MK-3475 is an investigational, highly selective anti-PD-1 immunotherapy which is designed to restore the natural ability of the immune system to recognise and target cancer cells, and analysts are expecting the drug to make peak sales of at least $2 billion if it makes it to market.
Q4 income, sales down
Meanwhile, Merck has also posted its set of financials for the fourth quarter which, while falling slightly shy of expectations, were widely considered as satisfactory.
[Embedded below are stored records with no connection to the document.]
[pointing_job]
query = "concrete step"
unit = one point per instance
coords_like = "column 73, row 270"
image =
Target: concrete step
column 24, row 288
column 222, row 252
Net income for the quarter came in at $781 million, or 26 cents per share, falling from $908 million, or 30 cents a share, recorded a year ago.
Sales for the period slid 3.6% to $11.3 billion (analysts were expecting $11.4 billion) as revenues for diabetes drug Januvia (sitagliptin) slipped 1% to $1.12 billion and asthma therapy Singulair (montelukast) plummeted nearly 40% to $298 million as generic competition ate into its market share.